Wer in der deutschen und der römischen Institution stärkt die Betroffenenperspektive? Wer spürt, fühlt, denkt sich in die unzähligen Menschen hinein, die den Mut hatten, weiter zu leben, oft auch weiter in dieser Kirche zu leben? Wo ist das Mitgefühl, die Verbündung mit den Opfern der Verbrechen? Wo sehen wir außer den fahlen Entschuldigungen, die nur die Opfer gewähren können, Reue, Buße? Wo sind die Zeichen der beschämten Demut und der Verneigung vor dem Geheimnis derer, die weiterleben mit der Beschämung, der priestergemachten Unterbrechung in ihrer Biographie, der menschenverachtenden Entwertung des jungen Menschen zum Lustding?

Im Ersten Vatikanischen Konzil wurde der Papst als unfehlbar erklärt, wenn er als Lehrer aller Christen in Glaubens- und Sittenfragen eine abschließende Entscheidung fällt und sie als Dogma verkündet. Müsste nicht angesichts des weltweiten schwersten moralischen Irrtums, nämlich Missbrauch seitens kirchlicher Amtsträger als minder schwere Verfehlung einzuschätzen und deshalb zu ignorieren, zumindest der Teil des Dogmas revidiert werden, der die Unfehlbarkeit in Sittenfragen behauptet? Wie kann eine Kirche theologisch für Lebensschutz argumentieren, die vergisst, dass es Menschen sind, die leben? Dass es Menschen sind, die sich gegen andere vergehen? Wie kann eine Kirche ihren Kern, die Seelsorge aufgeben, indem sie die Institution vor den Menschen stellt? 

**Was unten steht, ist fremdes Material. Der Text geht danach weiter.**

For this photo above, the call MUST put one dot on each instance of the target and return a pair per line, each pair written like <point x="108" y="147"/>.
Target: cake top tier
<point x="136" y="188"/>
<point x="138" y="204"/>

Nie hätte ich diesen Text schreiben, nie mehr all diese Fragen aufwerfen wollen. Die Vergessenheit der Menschen, denen Lebensbedrohliches, Lebenszerstörendes widerfahren ist, der zynische Blick der Bischöfe und der beiden Päpste an diesen beschämten und misshandelten Menschen vorbei auf die Bewahrung der Institution, veranlasst mich dazu, das nach vierzig Jahren wieder auszusprechen, was ich schon als Theologiestudent sagte: Diese Kirche hat ihre Grundorientierung verloren. Sie taugt nicht für das, was Jesus von Nazareth das Reich Gottes nannte. Denn sie ist zutiefst unmenschlich.